The band recorded the album after releasing their first three singles, "Bela Lugosi's Dead", "Dark Entries", and "Terror Couple Kill Colonel", conceiving the record with influences from post-punk bands such as Siouxsie and the Banshees and glam rock figures such as David Bowie.

In the Flat Field initially received polarized reviews. Over time, however, its standing has improved, and it is now highly regarded as one of the first and most influential gothic rock albums.

== Background ==
Bauhaus initially saw success with their debut single "Bela Lugosi's Dead", widely regarded as a pioneering gothic rock record. However, the band chose to leave their label, Small Wonder Records, citing a lack of support from the label. Signing with the 4AD label, Bauhaus released two more singles, "Dark Entries" in January 1980 and "Terror Couple Kill Colonel" in June 1980.

== Recording ==
Following a 30-date tour, Bauhaus went to Southern Studios in Wood Green, London, to record their first album. The band had a clear conception of how they wanted the record to sound, and so they opted to produce it themselves. While most of the album was completed in time for the planned release date of September 1980, the group found it difficult to record a version of "Double Dare" as good as the one they had performed on DJ John Peel's BBC Radio 1 programme. The band applied to the BBC for permission to use the Peel session version on the album, but due to obstruction from the Musicians' Union, the process took over a month.

== Music ==
NMEs Andy Gill wrote that the dark atmosphere of the record was reminiscent of contemporaries such as Siouxsie and the Banshees, Adam and the Ants, and Joy Division. In his AllMusic review, critic Ned Raggett described Bauhaus as a "glam-inspired rock band" comparing vocalist Peter Murphy to Iggy Pop and David Bowie and guitarist Daniel Ash's performance to that of Bowie sideman Mick Ronson. Raggett noted that the album concluded with "a dramatic ending" with the song "Nerves".

The album's lyrics feature many taboo subjects such as martyrdom, paranoia, madness, obsession and prostitution. "Stigmata Martyr", for instance, is about "a person whose religious obsession with Christ takes the form of a physical manifestation of the crucifixion; i.e. nail marks on the hands: 'In a crucifixion, ecstacy, Lying cross checked in agony, Stigmata bleed continuously, Holes in head, hands, feet, and weep for me.' When delivering these lyrics Peter became the stigmata." Another song, "Dark Entries", tells the story of title character Dorian Gray from Oscar Wilde's novel The Picture of Dorian Gray, which is Murphy's favorite novel. Murphy explains: "It was the first book with real substance that I chose for myself.

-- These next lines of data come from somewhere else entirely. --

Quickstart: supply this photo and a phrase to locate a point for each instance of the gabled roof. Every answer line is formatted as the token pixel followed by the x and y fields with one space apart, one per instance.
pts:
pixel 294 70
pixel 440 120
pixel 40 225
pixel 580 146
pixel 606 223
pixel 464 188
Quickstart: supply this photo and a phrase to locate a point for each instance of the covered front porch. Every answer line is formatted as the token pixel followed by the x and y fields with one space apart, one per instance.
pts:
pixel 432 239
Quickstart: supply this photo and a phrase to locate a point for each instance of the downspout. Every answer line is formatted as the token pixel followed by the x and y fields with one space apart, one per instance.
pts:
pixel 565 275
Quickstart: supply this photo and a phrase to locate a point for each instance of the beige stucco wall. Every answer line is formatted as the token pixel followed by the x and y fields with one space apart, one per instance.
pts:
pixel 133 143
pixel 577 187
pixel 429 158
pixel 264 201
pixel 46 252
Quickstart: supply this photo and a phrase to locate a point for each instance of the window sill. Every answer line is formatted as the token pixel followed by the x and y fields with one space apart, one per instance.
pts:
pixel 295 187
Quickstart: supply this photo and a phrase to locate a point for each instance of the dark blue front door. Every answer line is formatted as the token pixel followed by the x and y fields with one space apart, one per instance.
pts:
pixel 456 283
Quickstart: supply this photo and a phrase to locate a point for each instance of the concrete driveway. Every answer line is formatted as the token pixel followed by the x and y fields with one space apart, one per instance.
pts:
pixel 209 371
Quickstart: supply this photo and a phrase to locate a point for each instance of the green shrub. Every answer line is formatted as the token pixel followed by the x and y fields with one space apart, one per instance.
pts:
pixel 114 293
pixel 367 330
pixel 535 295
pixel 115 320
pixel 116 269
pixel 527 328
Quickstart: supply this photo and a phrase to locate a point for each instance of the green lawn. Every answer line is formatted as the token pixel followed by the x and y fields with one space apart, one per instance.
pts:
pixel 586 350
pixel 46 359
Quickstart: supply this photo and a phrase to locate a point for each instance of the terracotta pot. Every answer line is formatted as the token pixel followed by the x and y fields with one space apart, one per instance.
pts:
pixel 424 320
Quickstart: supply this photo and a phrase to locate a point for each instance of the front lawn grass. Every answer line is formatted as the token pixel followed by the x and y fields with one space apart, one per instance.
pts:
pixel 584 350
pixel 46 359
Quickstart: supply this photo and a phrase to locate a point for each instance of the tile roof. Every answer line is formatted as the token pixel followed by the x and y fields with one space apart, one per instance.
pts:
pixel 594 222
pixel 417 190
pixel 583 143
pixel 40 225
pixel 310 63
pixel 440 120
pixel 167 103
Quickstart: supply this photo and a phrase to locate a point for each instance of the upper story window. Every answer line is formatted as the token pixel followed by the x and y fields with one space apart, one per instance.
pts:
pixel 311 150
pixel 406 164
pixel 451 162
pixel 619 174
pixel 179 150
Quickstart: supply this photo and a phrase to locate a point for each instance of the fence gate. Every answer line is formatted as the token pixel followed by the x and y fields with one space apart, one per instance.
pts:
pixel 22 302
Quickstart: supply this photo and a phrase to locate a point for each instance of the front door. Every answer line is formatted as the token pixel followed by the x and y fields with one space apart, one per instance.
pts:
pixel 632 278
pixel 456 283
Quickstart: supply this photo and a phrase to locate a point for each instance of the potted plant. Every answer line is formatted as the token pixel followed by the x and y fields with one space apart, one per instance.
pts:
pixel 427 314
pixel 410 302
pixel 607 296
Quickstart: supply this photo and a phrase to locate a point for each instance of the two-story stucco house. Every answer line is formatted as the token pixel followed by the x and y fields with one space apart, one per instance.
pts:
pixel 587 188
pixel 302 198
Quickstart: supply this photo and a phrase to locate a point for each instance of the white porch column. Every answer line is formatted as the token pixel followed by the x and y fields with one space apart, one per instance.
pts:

It's a story of great narcissism and esoteric interior, and brilliantly written. It's a window into this personality, this Oscar Wilde chap I'd heard about. The language is so opulent. It's a rock star's story, really." The track "In the Flat Field" was inspired by "the quotidian mundaneness of life in Northampton, and the desire to escape that 'flat' existence."

== Release ==
In the Flat Field was released on 7 November 1980 by record label 4AD. It was met with a negative response from professional critics in the UK, but topped the UK Independent Albums Chart and made the UK Albums Chart for one week at No. 72.

The album was first released on CD by 4AD in April 1988 with eight bonus tracks, including three non-album singles: "Dark Entries", "Terror Couple Kill Colonel", and a cover of T. Rex's "Telegram Sam". Five of these bonus tracks had been previously compiled on the 4AD EP in 1983.

On 19 October 2009, 4AD and Beggars Banquet reissued the album as an "Omnibus Edition", featuring a 24-bit John Dent remaster of the original nine-track album on CD in a replica mini-LP sleeve (with corresponding inner sleeve featuring the lyrics), plus a 16-track bonus disc of singles, outtakes, alternate recordings, and original versions. The set came inside a semi-long box, coupled with a 48-page book that included comments from band members, photos, complete lyrics, complete tour date information for 1979 and 1980, and an essay by Andrew Brooksbank on the formation and creation of the band, the singles, and the album.

== Critical reception ==

While In the Flat Field received positive reviews in fanzine publications, the album was "absolutely slated" by the British weekly music press according to Bauhaus biographer Ian Shirley. Andy Gill of NME described the album as "nine meaningless moans and flails bereft of even the most cursory contour of interest, a record which deserves all the damning adjectives usually levelled at grim-faced 'modernists,'" ultimately dismissing them as "a hip Black Sabbath". Dave McCullough of Sounds was also negative: "No songs. Just tracks (ugh). Too priggish and conceited. Sluggish indulgence instead of hoped for goth-ness. Coldly catatonic."

The American Trouser Press, however, described it as "a dense, disjointed patchwork of sounds and uncertain feelings, supported by a pressured, incessant beat. Delving deep into the dark side of the human psyche, Bauhaus conjures up unsettling images of a world given over to death and decay."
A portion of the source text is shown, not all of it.